Shortly after Allendorf realized that her oldest son was using opioids, she learned her two other sons were also addicted to heroin. “Eventually, it was their whole friend group,” she said. Terrified, Allendorf sought support from a local Families Anonymous group, which pushed a religious approach to addiction treatment. “Parents were telling me to ‘let go and let god.’ If I ‘let go and let god’ my kids will die tonight,” Allendorf thought to herself. Frustrated by the lack of resources and information, she took matters into her own hands.

In 2012, she filled in the blank fields for a new Facebook group. She called it I Hate Heroin. “The only thing I could feel at that moment was how much I hated this drug,” Allendorf said. “It’s destroying my kids. It’s destroying me.” She loved her sons, who were sensitive and caring boys, whose lives revolved around music and snowboarding. But she hated heroin’s grip on their lives.

Allendorf had unwittingly tapped the internet’s jugular vein. Anger and hatred multiply like bacteria on social media. Add a dose of grief and desperation and I Hate Heroin snowballed from a few dozen parents in Midwestern towns to thousands of struggling families nationwide searching for help on Facebook. Unlike online groups like Fuck Heroin Foundation and The Addict’s Mom, I Hate Heroin was less about posting irreverent memes, selling T-shirts, or driving people to partnered treatment centers. Allendorf’s motivation was to fill a gap in resources for the Midwest. She has no staff, and no ties to treatment facilities looking for patients on the internet.

I Hate Heroin became a thriving online community where parents could procure naloxone, a drug that reverses opioid overdoses, and share information about what kind of treatments work and which don’t.
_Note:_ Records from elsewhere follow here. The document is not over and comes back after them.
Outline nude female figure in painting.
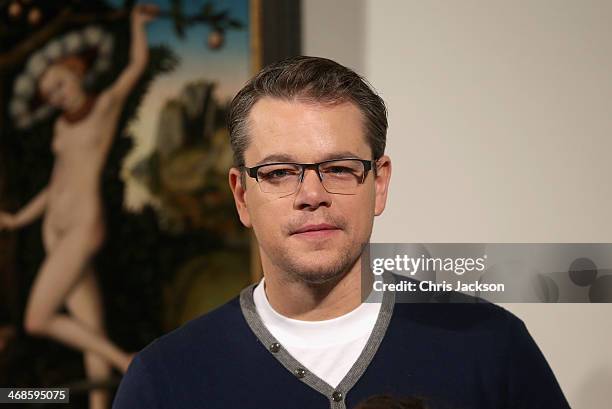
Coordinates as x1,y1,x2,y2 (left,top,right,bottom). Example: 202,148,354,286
0,5,158,408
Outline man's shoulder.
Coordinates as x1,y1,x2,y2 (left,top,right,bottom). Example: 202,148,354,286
139,290,245,357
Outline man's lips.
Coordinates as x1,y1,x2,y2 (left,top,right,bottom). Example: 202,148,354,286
291,223,340,236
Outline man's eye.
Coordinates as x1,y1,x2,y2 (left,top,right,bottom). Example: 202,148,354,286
259,169,297,180
325,166,354,175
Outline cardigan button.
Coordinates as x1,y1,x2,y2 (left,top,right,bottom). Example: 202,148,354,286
332,391,342,402
270,342,280,353
293,368,306,379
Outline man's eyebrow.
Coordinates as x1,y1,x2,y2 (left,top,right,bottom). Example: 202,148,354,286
255,151,359,166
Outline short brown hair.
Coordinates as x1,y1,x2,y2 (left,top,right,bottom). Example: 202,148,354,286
228,56,387,166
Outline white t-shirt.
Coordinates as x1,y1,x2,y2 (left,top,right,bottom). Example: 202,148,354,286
253,279,381,388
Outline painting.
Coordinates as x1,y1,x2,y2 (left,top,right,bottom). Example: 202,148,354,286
0,0,299,407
Maybe most importantly, parents sought advice in staying sane and maintaining healthy boundaries. I Hate Heroin morphed into a sign-off tag, Allendorf explains, “People were sharing their life story and they’d end a sentence with IHH.”

Anger and hatred multiply like bacteria on social media. Add a dose of grief and desperation and I Hate Heroin snowballed to thousands of struggling families searching for help on Facebook.

As the group grew, Allendorf’s kids continued to struggle with addiction. Her sons stopped and started treatments, going days and weeks off heroin, only to go back to it, a cycle that’s increasingly difficult to survive. On April 9, 2016, Allendorf’s worst nightmare materialized: Two of her sons, 31-year-old Zachary and 27-year-old Terry, overdosed on illicit fentanyl that was sold as heroin. (Illicit fentanyl overdoses jumped a whopping 540 percent that year.) “IHH will be shut down for the next week,” Allendorf posted. “I lost two of my sons to overdose tonight. Pray for our family and for peace for my sons. I will never again be the same. Vicki.”

But Allendorf never shut down IHH, and as she grieved and planned their funerals, her page lit up. The post announcing the overdoses of her sons is still live, and has over 8,000 comments. “My heart hurts for you,” one commenter posted. Another said, “I am so very sorry. We lost our nephew to heroin two years ago. My sister has not recovered.” Thousands of posts echoed a shared grief.

I Hate Heroin today is a community of over 190,000 people and growing, both online and offline. Though most of the group is made up of family members of addicted loved ones, sometimes those who are suffering from addiction show up, too. Allendorf is grateful to everyone involved, but recently something has shifted in her relationship to I Hate Heroin. She no longer believes in the group’s name. Hate and anger are typical — and rational — knee-jerk responses to the damage wrought by addiction. But they’re also dead ends. While it may be painful, Allendorf has recognized that moving beyond hate and abandonment toward love and connection can keep people safe and alive. She’s no longer a fan of the name, but, she says, “It’s too late to change it now.”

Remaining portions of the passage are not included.